LMS CSV Export Format Standards for Gradebook, Attendance, and Engagement Data

CSV remains the lowest-common-denominator interchange format between a Learning Management System and the analytics estate behind it. Every major platform can emit a flat file for gradebook, attendance, and engagement data, but each one applies its own column naming, delimiter, quoting, encoding, and date conventions to identical academic concepts. The result is that a “standard” CSV export is anything but standard across vendors.
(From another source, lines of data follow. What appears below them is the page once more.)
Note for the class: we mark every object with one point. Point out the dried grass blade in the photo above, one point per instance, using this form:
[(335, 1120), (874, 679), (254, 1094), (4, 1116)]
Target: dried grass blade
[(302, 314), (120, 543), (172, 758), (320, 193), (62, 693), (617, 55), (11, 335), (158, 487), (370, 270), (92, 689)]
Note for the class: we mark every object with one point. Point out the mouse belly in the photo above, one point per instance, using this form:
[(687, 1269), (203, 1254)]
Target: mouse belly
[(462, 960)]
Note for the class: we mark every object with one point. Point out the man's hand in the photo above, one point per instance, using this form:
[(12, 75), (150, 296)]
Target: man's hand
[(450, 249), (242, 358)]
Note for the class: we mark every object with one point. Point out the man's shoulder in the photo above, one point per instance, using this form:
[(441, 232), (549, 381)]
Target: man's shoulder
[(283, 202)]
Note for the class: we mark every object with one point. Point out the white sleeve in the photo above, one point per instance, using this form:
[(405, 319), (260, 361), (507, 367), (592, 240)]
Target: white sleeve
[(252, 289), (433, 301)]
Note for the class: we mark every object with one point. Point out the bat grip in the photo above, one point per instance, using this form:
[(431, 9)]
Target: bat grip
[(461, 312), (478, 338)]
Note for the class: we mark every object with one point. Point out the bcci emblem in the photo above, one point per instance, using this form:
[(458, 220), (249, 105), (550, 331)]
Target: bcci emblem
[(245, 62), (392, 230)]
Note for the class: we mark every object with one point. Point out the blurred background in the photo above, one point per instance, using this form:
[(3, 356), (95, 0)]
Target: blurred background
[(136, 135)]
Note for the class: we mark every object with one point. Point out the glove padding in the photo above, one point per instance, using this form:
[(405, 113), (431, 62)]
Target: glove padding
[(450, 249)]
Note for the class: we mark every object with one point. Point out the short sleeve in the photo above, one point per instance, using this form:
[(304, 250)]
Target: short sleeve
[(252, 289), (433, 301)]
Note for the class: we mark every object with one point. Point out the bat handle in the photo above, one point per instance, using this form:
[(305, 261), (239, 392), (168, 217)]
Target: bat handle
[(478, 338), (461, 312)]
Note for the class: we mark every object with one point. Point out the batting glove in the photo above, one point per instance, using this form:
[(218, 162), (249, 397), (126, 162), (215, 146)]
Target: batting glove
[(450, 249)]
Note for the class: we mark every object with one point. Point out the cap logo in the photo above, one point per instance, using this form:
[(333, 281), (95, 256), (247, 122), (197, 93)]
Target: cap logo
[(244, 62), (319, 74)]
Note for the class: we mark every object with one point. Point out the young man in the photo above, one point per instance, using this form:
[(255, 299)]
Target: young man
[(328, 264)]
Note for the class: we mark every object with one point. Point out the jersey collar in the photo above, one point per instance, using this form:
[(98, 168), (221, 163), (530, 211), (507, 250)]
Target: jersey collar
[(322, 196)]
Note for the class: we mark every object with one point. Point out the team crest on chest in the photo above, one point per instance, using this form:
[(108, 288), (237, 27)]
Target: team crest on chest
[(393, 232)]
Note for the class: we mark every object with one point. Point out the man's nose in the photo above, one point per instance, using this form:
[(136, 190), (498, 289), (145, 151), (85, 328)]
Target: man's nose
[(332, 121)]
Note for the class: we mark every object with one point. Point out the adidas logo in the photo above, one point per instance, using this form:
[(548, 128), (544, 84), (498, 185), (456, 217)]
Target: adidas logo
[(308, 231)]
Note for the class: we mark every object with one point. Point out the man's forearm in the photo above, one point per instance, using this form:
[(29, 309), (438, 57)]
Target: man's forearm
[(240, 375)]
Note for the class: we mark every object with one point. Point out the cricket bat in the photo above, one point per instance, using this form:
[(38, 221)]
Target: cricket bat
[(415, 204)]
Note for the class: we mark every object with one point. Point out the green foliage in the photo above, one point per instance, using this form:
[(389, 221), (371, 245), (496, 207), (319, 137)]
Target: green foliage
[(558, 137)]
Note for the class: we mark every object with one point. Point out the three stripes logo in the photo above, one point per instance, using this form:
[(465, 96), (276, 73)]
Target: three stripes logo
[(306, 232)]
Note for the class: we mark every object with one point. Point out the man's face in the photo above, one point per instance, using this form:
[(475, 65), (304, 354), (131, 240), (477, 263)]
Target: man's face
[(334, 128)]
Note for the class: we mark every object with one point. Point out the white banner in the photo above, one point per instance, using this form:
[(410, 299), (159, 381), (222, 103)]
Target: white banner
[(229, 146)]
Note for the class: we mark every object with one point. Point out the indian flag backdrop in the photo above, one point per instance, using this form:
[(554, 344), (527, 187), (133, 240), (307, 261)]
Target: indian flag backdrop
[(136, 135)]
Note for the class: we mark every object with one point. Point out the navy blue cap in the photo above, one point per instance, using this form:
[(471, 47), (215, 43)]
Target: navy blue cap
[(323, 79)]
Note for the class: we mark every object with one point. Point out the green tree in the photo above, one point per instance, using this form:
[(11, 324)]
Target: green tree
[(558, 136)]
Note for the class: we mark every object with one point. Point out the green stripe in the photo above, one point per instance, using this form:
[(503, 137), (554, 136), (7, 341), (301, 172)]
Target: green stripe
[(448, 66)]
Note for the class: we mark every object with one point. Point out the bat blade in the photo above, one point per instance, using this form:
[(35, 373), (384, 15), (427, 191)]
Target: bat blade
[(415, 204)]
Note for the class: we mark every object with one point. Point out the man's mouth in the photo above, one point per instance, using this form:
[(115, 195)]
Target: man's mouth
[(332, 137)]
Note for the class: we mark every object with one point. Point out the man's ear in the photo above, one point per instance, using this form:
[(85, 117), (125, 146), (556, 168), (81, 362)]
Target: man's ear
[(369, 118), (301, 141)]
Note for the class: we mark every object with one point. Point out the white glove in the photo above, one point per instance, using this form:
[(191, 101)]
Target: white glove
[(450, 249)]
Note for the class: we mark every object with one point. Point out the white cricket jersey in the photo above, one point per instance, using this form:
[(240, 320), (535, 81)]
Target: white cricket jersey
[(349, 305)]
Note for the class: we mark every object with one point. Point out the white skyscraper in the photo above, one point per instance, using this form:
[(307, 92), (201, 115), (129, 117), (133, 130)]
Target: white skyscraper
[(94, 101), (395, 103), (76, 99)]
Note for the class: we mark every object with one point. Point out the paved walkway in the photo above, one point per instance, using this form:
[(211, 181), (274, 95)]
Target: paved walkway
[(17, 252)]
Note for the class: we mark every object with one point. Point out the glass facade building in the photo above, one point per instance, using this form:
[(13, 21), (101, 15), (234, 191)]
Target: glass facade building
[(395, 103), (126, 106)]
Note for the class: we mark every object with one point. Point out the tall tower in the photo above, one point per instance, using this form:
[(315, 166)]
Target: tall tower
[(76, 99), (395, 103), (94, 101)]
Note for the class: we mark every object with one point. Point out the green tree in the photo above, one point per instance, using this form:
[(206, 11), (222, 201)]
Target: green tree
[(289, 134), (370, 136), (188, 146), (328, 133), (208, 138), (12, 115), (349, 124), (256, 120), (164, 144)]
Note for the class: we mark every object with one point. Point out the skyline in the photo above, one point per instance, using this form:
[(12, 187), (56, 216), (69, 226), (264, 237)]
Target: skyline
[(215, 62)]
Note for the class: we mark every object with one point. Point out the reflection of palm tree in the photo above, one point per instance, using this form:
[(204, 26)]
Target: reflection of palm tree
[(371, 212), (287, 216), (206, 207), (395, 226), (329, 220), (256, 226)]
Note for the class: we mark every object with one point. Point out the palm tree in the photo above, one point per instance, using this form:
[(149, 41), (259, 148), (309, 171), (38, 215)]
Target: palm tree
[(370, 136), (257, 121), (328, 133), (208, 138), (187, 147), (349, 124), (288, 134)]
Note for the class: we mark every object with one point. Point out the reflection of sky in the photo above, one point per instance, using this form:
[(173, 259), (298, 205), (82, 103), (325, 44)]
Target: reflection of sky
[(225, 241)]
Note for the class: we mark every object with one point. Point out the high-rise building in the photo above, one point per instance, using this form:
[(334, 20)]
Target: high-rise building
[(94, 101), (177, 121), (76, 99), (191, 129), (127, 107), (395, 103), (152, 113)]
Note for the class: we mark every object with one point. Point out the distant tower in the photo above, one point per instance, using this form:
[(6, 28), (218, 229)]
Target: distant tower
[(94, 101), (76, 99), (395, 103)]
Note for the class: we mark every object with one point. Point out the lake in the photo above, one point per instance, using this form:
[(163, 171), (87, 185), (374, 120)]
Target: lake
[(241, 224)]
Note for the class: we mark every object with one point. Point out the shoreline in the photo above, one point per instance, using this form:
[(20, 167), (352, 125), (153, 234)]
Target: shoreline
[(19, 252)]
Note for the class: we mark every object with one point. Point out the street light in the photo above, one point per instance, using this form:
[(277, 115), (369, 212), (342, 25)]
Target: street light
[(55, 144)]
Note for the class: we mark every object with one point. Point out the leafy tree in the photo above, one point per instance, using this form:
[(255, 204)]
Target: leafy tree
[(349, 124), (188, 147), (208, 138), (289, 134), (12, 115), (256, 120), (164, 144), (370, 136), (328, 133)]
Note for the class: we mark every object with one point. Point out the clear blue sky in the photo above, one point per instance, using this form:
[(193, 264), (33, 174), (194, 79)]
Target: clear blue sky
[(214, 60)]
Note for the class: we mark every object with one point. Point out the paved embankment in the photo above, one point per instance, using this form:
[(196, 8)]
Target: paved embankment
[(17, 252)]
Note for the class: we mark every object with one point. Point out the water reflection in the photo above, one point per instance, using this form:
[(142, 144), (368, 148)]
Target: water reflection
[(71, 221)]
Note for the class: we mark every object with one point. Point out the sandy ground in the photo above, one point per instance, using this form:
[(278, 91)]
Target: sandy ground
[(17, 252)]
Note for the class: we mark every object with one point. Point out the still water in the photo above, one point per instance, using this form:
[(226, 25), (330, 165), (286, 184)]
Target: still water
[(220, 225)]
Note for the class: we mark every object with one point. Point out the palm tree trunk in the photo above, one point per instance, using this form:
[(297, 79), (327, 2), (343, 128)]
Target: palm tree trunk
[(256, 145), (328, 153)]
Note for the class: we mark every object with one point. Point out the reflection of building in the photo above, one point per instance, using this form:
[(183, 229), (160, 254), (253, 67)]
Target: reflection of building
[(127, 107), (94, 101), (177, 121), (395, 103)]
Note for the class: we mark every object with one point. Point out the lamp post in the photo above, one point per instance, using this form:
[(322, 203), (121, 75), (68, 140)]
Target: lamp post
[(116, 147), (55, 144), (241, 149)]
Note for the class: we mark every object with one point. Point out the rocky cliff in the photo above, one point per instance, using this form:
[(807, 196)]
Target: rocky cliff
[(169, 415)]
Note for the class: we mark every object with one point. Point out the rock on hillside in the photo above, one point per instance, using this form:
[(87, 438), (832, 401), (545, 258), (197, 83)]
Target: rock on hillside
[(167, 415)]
This page defines a canonical export schema for the three core data domains, documents how Canvas, Moodle, and Blackboard each produce these files and through which endpoints, and specifies the deterministic normalization rules and FERPA controls that turn heterogeneous exports into an analytics-ready contract — the front door to the broader LMS Data Architecture & Schema Mapping discipline.

Treating CSV ingestion as a strict ETL boundary rather than a passive file drop is the single design decision that prevents silent data corruption from propagating into downstream data marts. The rest of this page builds that boundary field by field.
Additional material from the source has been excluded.